Não sendo contrário ao esforço que o País quer fazer em termos de acompanhar a evolução europeia para o Processo de Bolonha, sempre me atreverei a dizer que me preocupa o não ver qualquer manifestação da necessidade de preparação e adaptação global do nosso escol docente às novas exigências a que estaremos submetidos.
Temos porém a intuição de que a "escolha" de algumas escolas para partilhar uma parceria com escolas estrangeiras de prestígio incontestável, poderá ter sido uma forma de promover a familiarização com novos sistemas de ensino, mais próximas da modernidade desejável. É uma experiência que só aproveitará a alguns.
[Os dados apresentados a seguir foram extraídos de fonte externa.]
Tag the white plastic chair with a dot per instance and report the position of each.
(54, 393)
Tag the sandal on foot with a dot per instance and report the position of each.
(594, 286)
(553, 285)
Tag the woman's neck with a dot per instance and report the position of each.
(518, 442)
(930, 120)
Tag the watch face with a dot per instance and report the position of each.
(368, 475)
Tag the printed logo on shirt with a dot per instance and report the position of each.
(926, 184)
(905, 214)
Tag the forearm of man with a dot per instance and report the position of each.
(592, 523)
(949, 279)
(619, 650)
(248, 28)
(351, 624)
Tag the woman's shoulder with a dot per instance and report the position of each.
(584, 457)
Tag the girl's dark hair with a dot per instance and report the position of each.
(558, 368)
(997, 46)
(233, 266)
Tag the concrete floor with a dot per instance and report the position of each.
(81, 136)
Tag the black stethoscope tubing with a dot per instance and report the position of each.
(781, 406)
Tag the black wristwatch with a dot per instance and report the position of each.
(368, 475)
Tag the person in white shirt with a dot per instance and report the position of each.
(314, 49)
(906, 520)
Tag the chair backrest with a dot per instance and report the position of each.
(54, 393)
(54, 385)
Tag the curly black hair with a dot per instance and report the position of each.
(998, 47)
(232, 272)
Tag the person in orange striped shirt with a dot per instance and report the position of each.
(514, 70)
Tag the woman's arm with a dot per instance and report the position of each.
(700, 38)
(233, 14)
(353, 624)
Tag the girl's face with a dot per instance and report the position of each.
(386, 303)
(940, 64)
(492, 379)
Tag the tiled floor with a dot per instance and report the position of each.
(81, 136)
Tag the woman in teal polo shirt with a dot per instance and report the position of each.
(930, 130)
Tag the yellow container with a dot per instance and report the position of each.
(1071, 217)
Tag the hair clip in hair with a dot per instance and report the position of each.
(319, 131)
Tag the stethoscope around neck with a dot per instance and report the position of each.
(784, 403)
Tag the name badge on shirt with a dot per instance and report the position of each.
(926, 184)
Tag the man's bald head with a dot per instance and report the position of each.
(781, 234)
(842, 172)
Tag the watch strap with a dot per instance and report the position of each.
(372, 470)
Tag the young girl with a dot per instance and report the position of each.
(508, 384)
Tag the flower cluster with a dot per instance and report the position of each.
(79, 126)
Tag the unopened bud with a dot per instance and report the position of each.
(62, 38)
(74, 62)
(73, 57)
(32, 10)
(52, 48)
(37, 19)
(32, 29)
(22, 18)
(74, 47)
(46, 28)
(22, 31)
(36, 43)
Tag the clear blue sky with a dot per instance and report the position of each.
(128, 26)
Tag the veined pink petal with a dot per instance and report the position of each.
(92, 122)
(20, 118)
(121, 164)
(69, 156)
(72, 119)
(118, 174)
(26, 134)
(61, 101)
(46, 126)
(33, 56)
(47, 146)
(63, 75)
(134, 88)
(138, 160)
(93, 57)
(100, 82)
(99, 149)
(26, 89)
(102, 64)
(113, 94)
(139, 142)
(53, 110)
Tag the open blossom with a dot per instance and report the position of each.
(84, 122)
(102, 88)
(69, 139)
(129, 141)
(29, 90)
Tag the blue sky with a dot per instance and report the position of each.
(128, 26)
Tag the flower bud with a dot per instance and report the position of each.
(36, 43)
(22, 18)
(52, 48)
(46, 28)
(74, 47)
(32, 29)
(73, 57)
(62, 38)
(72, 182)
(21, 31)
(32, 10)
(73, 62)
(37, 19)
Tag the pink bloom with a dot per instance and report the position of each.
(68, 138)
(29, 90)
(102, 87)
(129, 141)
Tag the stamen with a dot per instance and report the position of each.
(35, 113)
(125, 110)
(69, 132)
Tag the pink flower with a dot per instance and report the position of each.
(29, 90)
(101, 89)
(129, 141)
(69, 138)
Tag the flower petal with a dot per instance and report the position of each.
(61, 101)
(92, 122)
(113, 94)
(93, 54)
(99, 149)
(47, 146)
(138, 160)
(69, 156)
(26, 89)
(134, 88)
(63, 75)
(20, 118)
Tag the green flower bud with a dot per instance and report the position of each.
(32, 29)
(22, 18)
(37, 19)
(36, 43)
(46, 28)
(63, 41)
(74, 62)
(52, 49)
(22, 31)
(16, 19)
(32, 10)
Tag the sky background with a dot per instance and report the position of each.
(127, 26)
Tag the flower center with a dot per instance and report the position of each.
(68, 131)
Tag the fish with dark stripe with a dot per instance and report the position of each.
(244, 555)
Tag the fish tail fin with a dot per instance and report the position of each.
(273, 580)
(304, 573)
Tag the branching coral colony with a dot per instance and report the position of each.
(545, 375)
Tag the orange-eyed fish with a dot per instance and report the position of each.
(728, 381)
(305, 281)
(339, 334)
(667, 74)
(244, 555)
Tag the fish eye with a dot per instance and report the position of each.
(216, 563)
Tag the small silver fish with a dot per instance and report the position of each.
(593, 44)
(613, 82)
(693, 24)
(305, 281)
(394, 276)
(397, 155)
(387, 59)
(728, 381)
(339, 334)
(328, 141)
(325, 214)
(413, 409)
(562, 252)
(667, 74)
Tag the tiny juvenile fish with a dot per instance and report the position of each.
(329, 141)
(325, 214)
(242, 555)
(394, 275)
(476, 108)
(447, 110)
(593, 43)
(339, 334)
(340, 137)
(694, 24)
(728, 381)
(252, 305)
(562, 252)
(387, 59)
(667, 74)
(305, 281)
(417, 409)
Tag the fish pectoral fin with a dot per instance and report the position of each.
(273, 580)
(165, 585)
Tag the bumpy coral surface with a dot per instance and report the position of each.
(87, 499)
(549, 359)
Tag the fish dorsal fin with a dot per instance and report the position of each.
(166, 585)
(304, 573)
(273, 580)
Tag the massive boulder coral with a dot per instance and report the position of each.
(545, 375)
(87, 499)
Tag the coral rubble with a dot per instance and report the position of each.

Mas também não se entende o que se passa no mundo actual, "na nossa casa", que não parece reconhecer a inevitabilidade dum sistema misto, em que o ensino privado complete, e compita com um ensino superior público. Este, hoje orçamentalmente financiado, compete com armas desiguais, no plano dos preços dos serviços que presta, escudando-se no pressuposto, (nem em todos os casos verificado), de que a qualidade supera a de todos os seus concorrentes privados e de que é ao Estado, guardião do "welfare", que cabe prestar tais serviços.
Aí as experiências de "escolas empresariais", podem trazer surpresas inesperadas, quer a uns quer a outros, surpresas que convirá antecipar e que, em qualquer caso, influenciarão a forma de estruturação e de concepção pedagógica de todas as escolas públicas e privadas, agora e no futuro.